A single cask Macallan limited edition bottling released by the distillery at full cask strength as part of their Macallan Masters of Photography series. This bottling is #32 from the Elliott Erwitt range, the fourth chapter of Macallan Masters of Photography which was bottled in 2013.
The Masters of Photography was a sprawling series of special edition Macallans released in collaboration with six of the world’s leading photographers. Despite being in his mid-eighties at the time, the legendary photographer Elliott Erwitt travelled Scotland taking 158 photos for the book Elliott Erwitt’s Great Scottish Adventure, which is included here with a hipflask-style 35cl bottle of cask strength Macallan 1996 specially selected by Bob Dalgarno.
The Elliott Erwitt Macallan Masters of Photography was a particularly ambitious project encompassing 58 different single cask releases. Each release was a bottling of 35 sets accompanied by an individual print selected from Elliott Erwitt’s Great Scottish Adventure. This bottle came from Edition #32, which was released with a print featuring a family of sheep accompanying a bottle of Macallan from single cask 4378, which was distilled in 1996 and was bottled at its natural cask strength of 58%.
The grandest of Speyside’s blue chip distilleries, Macallan was founded in 1824 and carved a reputation for luxury single malt whisky in the 1980s with a string of 18-year-old and 25-year-old sherry-matured vintage single malts distilled in the 1960s and 1970s, building on the renown of earlier highly-regarded licensed bottlings by Gordon & MacPhail, Hall & Bramley and Campbell, Hope and King.
In the early 2000s, as the supply and quality of even the best sherry casks declined dramatically, Macallan introduced their Fine Oak series, an initially controversial range of bottlings that included bourbon-matured spirit in the cask recipe. While the Fine Oak series took some time to find its audience, Macallan’s status as the top Speyside distillery - particularly at auction - was already well-established and today a legion of eager Macallan fans ensure that each new luxury bottling from the distillery sells out immediately on release.

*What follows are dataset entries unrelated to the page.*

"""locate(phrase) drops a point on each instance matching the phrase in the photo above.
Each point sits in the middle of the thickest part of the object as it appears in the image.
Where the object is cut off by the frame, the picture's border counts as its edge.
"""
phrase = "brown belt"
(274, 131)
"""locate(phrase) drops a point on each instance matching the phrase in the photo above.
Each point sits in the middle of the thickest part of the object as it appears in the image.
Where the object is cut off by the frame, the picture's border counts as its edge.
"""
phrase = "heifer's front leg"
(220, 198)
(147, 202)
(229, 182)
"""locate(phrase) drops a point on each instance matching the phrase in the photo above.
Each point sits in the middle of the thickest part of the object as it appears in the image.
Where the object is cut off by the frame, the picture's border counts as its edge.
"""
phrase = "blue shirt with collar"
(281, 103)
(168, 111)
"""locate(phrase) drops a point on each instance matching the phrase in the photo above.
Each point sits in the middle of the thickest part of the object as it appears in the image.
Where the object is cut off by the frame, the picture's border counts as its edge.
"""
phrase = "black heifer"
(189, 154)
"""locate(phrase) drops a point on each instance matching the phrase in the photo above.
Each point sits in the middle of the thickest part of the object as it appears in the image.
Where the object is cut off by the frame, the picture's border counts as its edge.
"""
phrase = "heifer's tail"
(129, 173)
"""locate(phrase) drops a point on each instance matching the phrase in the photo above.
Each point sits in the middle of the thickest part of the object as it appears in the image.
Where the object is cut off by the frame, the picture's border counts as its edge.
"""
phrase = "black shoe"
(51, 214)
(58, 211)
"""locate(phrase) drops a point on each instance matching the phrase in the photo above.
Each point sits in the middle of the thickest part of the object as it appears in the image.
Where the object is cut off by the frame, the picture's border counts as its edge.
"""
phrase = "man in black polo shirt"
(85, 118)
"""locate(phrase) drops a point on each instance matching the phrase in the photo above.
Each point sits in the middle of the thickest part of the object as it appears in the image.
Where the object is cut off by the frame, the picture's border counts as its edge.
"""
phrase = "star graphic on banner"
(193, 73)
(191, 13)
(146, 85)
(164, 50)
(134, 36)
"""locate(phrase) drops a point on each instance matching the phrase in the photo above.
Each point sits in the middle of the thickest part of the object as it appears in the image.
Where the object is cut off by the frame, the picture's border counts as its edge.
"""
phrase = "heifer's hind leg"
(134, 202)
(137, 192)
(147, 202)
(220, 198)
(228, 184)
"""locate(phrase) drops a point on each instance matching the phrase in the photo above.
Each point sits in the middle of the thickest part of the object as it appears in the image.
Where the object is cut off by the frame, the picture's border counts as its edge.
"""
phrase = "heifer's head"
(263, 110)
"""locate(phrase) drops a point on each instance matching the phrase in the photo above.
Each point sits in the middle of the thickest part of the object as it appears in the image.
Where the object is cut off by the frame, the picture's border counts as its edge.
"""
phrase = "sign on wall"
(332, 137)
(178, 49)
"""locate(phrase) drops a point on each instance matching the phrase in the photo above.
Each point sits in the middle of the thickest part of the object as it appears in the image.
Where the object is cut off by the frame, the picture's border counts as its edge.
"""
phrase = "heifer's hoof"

Distillery bottlings are, as the name suggests, bottled by or for the distillery from which the whisky has originated and are thus often referred to as Official Bottlings or OBs. Distillery bottlings are generally more desirable for collectors and usually fetch higher prices at auction than independent bottlings. They are officially-endorsed versions of the whisky from a particular distillery and are therefore considered the truest expression of the distillery’s character.
This ideal of the distillery character is regarded so seriously by the distilleries and brand owners that casks of whisky that are considered to vary too far from the archetype are frequently sold on to whisky brokers and independent bottlers. When this happens, it is often with the proviso that the distillery’s name is not allowed to be used when the cask is bottled for fear of diminishing or damaging the distillery’s character and status.